Albumin Synthesis in Premature Infants: Determination of Turnover with [15N]Glycine

Abstract

Albumin turnover was studied in seven small premature infants who received a constant infusion of [¹⁵N] glycine for 60-72 h. Gas chromatography-mass spectrometry was used to measure the rate of appearance of [¹⁵N] glycine in albumin isolated from the blood. By comparing the linear increment of [¹⁵N]glycine in blood albumin with plateau labelling of urinary [¹⁵N]hippurate, which was assumed to reflect intrahepatic isotopic abundance in [¹⁵N] glycine, the fractional synthetic rate for albumin was found to be 0.09-0.177 day^-1 (mean ± SD = 0.122 ± 0.041 day^-1)- The absolute synthesis rate for albumin was 0.3 ± 0.099 g/dl plasma-day^-1 and the total plasma synthetic rate was 117.6 ± 37.0 mg/kgday^-1. The glycine flux was 326.0-927.7 μmol/kgh1 (mean ± SD 516.7 ± 218.4/umol/kg hr^-1').

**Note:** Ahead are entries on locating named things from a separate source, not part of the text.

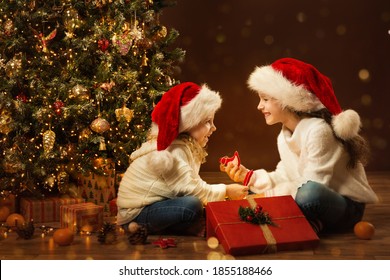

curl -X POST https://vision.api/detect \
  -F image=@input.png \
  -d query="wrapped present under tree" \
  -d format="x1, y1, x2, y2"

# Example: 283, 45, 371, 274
79, 158, 117, 217
206, 196, 319, 255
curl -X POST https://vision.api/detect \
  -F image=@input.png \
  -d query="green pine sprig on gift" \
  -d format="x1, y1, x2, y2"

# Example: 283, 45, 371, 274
238, 205, 276, 225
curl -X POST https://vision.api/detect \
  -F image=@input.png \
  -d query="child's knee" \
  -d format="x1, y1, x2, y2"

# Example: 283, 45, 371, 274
295, 181, 324, 205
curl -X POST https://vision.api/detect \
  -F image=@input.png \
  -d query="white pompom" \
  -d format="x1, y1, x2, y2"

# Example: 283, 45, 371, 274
332, 110, 361, 140
148, 150, 173, 174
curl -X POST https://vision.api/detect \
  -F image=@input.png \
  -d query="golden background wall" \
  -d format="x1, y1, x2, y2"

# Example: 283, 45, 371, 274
161, 0, 390, 171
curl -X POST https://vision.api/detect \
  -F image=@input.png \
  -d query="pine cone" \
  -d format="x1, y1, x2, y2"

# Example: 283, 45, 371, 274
98, 222, 117, 244
16, 221, 35, 239
128, 225, 148, 245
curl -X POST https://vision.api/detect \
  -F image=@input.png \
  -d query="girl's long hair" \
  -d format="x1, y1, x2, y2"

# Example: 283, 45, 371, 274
296, 109, 370, 168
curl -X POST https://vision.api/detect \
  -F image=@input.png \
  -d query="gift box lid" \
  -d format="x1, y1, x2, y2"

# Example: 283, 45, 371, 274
206, 196, 319, 255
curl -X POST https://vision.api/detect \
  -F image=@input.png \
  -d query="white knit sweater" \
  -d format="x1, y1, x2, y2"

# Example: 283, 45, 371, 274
249, 118, 378, 203
117, 139, 226, 225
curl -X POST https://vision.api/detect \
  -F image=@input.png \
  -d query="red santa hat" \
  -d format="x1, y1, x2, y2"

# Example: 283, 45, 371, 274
248, 58, 361, 140
150, 82, 222, 173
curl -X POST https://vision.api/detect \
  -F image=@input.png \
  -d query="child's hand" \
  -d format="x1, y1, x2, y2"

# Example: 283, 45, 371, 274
225, 162, 249, 183
226, 184, 249, 200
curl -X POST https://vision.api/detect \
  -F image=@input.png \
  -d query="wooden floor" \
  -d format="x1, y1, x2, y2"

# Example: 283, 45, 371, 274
0, 172, 390, 260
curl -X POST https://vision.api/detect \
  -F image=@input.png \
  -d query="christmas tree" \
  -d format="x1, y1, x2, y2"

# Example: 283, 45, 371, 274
0, 0, 184, 195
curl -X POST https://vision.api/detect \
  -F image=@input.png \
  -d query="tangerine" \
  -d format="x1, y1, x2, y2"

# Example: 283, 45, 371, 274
6, 213, 25, 228
53, 228, 74, 246
353, 221, 375, 239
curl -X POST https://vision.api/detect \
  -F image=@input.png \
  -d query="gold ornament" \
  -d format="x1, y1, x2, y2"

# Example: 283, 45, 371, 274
4, 19, 14, 36
99, 137, 106, 151
0, 110, 12, 134
157, 26, 168, 39
43, 129, 56, 154
5, 58, 22, 78
79, 128, 92, 142
63, 8, 80, 34
69, 85, 89, 101
57, 171, 69, 194
68, 183, 80, 198
91, 117, 110, 133
44, 175, 56, 189
100, 81, 115, 91
115, 105, 134, 122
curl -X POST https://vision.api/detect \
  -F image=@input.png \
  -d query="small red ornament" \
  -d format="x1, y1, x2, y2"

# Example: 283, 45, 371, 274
98, 38, 110, 52
16, 93, 27, 103
53, 100, 65, 115
153, 238, 176, 249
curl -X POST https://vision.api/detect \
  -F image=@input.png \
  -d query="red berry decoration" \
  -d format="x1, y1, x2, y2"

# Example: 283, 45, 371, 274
238, 205, 276, 226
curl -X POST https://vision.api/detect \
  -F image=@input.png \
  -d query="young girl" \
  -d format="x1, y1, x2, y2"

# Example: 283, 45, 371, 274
117, 82, 248, 235
226, 58, 378, 232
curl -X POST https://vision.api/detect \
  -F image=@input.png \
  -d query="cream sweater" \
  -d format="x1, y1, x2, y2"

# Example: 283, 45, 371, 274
249, 118, 378, 203
117, 139, 226, 225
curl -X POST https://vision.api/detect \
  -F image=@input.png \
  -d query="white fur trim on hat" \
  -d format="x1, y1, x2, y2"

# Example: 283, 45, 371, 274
179, 85, 222, 133
248, 65, 325, 112
332, 109, 361, 140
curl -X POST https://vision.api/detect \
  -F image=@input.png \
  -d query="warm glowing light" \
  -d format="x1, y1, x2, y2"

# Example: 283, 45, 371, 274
358, 68, 370, 82
207, 237, 219, 249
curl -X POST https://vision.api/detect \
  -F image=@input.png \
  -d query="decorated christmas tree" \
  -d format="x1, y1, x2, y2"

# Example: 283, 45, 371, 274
0, 0, 184, 195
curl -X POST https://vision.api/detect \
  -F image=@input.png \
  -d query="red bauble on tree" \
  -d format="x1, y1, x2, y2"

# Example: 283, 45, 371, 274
98, 38, 110, 52
53, 100, 65, 115
16, 92, 27, 103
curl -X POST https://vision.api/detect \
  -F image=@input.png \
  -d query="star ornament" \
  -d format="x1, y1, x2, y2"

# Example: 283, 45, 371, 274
153, 238, 176, 249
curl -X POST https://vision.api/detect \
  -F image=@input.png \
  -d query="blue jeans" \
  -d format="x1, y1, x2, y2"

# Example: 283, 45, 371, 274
124, 196, 203, 235
295, 181, 365, 231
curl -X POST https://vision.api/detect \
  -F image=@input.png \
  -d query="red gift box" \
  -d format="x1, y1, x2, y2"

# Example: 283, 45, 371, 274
78, 158, 117, 217
206, 196, 319, 256
0, 194, 16, 214
60, 202, 103, 232
20, 197, 84, 223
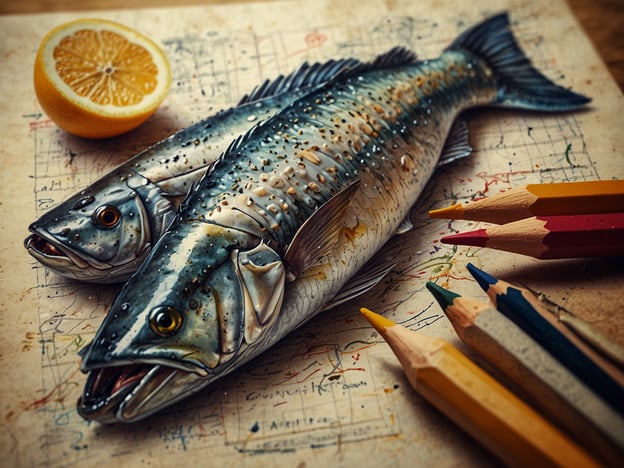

The percentage of the glycine flux incorporated into albumin in the total vasculature was 0.425 ± 0.344. The fractional synthetic rate and the absolute synthetic rate for albumin in these small premature infants are much higher than values obtained in healthy young adults studied with a similar methodology. The relatively low serum albumin concentrations typical of premature infants appear to be referable to more rapid turnover of a small plasma pool rather than a diminution in the rate of albumin synthesis.